Tam's lunch menu is unlike any I seen yet, and one I would normally have never missed except that I was given the chance to use a computer across the road to catch up on my blog here and became obsessed with finishing that I've missed lunch.
Jeff lead me to a hose at the side of the tearoom, where I washed off most of the clay from the trail that was still stuck to the spokes, fenders, wheels, and frame. The mud made the bike that much heavier and it's so heavy as it is that is has probably discouraged any potential bike thief. I mentioned that my helmet needed replacing because the padding inside it is loose, and he gave me the name of a good sports store in Saskatoon. No bike stores in the prairies. Now that Ontario people are also moving to SK, maybe that will change soon. After all, there are excellent tearooms there now.
Thanks to Laura who works in the municipal office for allowing me 3 hrs., more had I wanted it, on Mervin's library computer.
Behind me, in the municipal office, I heard someone say 'I hear we have a celebrity in our midst' and Lois comes over to the computer desk, wearing a yellow Revelstoke t-shirt with a bear on it, while I'm typing, and introduces herself.
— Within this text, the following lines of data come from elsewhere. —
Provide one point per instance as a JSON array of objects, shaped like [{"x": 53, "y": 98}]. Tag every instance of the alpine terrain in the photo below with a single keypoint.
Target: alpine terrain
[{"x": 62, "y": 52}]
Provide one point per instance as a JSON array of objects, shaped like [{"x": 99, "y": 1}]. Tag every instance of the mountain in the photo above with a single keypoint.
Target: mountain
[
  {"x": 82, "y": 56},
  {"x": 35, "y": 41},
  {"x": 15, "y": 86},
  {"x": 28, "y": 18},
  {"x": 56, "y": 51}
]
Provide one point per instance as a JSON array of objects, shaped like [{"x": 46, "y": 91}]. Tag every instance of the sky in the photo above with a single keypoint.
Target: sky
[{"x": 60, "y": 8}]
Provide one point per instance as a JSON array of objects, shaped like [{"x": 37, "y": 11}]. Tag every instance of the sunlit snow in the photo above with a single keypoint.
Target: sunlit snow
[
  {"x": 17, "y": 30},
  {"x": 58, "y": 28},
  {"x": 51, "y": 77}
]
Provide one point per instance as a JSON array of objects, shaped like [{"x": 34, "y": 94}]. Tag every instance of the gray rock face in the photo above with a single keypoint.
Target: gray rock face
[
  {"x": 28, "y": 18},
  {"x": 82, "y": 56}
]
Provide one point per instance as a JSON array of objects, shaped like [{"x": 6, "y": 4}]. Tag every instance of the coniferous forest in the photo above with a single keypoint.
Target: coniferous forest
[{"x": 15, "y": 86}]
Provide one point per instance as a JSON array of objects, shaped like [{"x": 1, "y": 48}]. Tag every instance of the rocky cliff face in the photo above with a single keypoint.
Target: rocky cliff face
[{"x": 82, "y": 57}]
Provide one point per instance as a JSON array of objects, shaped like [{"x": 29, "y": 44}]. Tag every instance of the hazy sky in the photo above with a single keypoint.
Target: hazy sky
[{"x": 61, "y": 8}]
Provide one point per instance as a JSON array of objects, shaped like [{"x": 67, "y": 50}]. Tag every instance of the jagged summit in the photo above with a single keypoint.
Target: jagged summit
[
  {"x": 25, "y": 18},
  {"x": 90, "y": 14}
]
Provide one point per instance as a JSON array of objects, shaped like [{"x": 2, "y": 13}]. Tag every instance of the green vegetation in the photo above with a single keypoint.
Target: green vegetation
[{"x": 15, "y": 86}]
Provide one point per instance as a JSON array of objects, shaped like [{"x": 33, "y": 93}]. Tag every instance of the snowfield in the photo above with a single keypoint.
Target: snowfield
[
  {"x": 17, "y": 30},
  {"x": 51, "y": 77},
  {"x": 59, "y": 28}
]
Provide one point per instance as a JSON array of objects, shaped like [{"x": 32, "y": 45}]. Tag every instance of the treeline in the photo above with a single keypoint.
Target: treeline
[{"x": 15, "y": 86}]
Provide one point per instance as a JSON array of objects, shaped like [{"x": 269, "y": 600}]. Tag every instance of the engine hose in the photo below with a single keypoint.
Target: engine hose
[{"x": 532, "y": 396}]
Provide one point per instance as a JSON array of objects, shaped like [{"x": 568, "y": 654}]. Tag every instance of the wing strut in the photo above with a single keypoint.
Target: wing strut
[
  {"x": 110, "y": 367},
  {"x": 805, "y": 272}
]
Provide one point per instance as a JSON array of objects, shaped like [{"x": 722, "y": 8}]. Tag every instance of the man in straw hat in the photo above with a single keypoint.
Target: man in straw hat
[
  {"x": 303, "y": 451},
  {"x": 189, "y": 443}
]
When I remark about her t-shirt, she tells me of her encounter with a grizzly.
She and a friend were walking a trail, I believe in Banff. Lois had a walking stick with her when they happened upon a grizzly bear.
She hadn't noticed it but suddenly, her friend says, 'Don't move'.
She didn't.
The grizzly approached them and sniffed them all over. It even chewed on her walking stick, and was drooling so much so that Lois wondered then if it is her that the bear has in mind for lunch.
Apparently, if you stay stock still, bears will usually (or is that often) leave you alone - not always but most times so don't press your luck. Have bearspray.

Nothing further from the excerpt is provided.